What is the likely outcome of that historic event on energy and environmental issues? Simply put: more of the same.

Let me rephrase that slightly. Obama will likely stay the course on his current energy and environmental policies.

That means more executive orders like the one that raised vehicle fuel efficiency standards, and continued progress on regulatory efforts to restrain greenhouse gas emissions and other air pollution from coal-fired power plants.

Even if Nobel Prize-winning Secretary of Energy Steven Chu leaves the administration, as has been rumored, innovative programs such as the Advanced Research Projects Agency–Energy will continue to attempt to invent a future of cleaner energy.

And the Department of Energy as a whole will continue to push forward with its “all of the above” energy strategy, which will encourage the rise of shale gas but also continue federal support such as tax credits and loan guarantees for big alternative energy projects, from solar power to nuclear.

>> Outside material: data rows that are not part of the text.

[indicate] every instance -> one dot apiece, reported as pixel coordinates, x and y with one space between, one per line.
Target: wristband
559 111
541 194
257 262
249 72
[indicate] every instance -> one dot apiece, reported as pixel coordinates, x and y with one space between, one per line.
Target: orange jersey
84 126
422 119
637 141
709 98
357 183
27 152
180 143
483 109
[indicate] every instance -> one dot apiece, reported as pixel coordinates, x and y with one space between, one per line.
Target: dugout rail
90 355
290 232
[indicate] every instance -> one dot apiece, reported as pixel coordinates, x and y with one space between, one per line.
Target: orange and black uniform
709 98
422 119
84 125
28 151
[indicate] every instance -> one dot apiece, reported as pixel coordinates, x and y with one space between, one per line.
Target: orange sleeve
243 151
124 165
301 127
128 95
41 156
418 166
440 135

Both energy and environment merited brief mentions in Obama’s victory speech. He spoke of “freeing ourselves from foreign oil,” a dream of every American president since Richard Nixon. That will mean more oil and gas drilling in the U.S., perhaps more responsibly done on public lands than what Mitt Romney promised. Already, U.S. oil production is on the rise, according to the U.S. Energy Information Administration, and imports have fallen below 45 percent for the first time in more than 30 years. Major government oil users, such as the U.S. Department of Defense, will also likely continue their bid to promote alternative fuels, such as jet fuel made from biomass (plants) or natural gas.

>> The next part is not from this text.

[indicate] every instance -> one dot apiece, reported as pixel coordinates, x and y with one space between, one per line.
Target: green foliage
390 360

Obama defeated Romney in large part due to a coalition of the young, women and minorities such as blacks and Hispanics. All will be owed action on key issues: immigration reform, holding the line on reproductive rights and, yes, some kind of action on climate change. After all, a second term means the Obama administration will have to carry out U.S. commitments made in climate talks at Copenhagen and Durban to reduce greenhouse gas emissions by 4 percent below 1990 levels by 2020 and to craft a global agreement by 2015 to combat climate change. “We want our children to live in an America that isn’t burdened by debt, that isn’t weakened by inequality, that isn’t threatened by the destructive power of a warming planet,” Obama said — a key reason he earned the endorsement of New York City Mayor Michael Bloomberg in the wake of global warming-exacerbated Superstorm Sandy. The mention of a “warming planet” was a departure from Obama’s silence on climate change throughout the campaign.

One idea to reduce the debt burden *and* combat climate change is known simply as a carbon tax. Many versions of the idea exist but all boil down to a tax placed on fossil fuels based on the greenhouse gases emitted when they are burned. Such a tax could ensure reductions in the CO2 emissions causing climate change, spur innovative energy technologies ranging from CO2 capture and storage to geothermal power, and help balance the budget while potentially reducing other taxes.

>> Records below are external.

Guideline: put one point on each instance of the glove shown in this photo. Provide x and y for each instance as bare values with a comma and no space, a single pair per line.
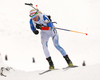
38,26
36,32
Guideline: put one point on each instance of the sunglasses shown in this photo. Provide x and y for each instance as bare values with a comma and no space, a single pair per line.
33,15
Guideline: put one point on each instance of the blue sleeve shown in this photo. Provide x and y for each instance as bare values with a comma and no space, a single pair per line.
50,24
31,25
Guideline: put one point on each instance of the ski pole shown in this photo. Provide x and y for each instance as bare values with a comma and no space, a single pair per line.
70,30
30,4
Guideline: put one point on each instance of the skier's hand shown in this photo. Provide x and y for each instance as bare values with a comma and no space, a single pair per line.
36,32
38,26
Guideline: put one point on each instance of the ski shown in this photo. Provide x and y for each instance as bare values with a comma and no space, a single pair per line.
47,71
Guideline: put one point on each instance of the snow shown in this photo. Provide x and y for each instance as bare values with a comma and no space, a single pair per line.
79,73
20,45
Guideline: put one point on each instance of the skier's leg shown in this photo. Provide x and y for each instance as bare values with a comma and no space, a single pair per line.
58,47
44,41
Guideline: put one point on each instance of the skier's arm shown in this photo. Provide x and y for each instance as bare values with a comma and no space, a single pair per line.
33,28
49,23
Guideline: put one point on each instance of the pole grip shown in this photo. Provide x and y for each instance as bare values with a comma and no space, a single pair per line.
30,4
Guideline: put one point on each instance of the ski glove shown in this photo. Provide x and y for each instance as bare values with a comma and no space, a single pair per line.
38,26
36,32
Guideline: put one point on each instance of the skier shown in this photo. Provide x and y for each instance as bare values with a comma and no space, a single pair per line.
41,21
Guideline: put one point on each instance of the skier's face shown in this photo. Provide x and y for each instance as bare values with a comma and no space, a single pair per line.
36,18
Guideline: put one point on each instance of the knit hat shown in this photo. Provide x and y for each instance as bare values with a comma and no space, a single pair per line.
33,13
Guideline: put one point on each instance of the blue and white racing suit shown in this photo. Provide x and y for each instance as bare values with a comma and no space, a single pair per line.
46,34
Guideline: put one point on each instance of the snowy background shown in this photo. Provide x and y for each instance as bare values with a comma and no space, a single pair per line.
21,45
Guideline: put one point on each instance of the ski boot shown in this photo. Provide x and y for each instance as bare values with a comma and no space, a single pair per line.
70,64
51,67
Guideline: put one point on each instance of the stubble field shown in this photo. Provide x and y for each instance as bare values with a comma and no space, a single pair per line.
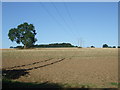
71,67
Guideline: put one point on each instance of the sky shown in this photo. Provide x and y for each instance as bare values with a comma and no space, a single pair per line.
89,23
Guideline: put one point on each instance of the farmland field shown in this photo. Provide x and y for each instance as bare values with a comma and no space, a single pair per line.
72,67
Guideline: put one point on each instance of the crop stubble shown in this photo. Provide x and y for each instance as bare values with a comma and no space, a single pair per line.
97,66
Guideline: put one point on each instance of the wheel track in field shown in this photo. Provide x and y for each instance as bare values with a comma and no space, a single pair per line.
28,64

But Republican control of the U.S. House of Representatives makes such a tax seem unlikely. That means the biggest chance to reduce U.S. emissions— a process already under way — remains turning off old coal-fired power plants and replacing them with new ones that burn natural gas, a switch that is already occurring thanks to low prices for the gaseous fossil fuel as a result of fracking.

Obama’s second term may not slow the rise of the oceans or begin the healing of the planet — as predicted in an earlier victory speech — but it will give the two-term president a chance to secure his legacy as one of the greenest chief executives in U.S. history. That may include ending subsidies to the fossil fuel industry or even putting more solar panels on the White House like former President Jimmy Carter did, as promised. At the very least, it should include talking more about the defining energy and environmental challenge facing the United States according to President Obama: climate change.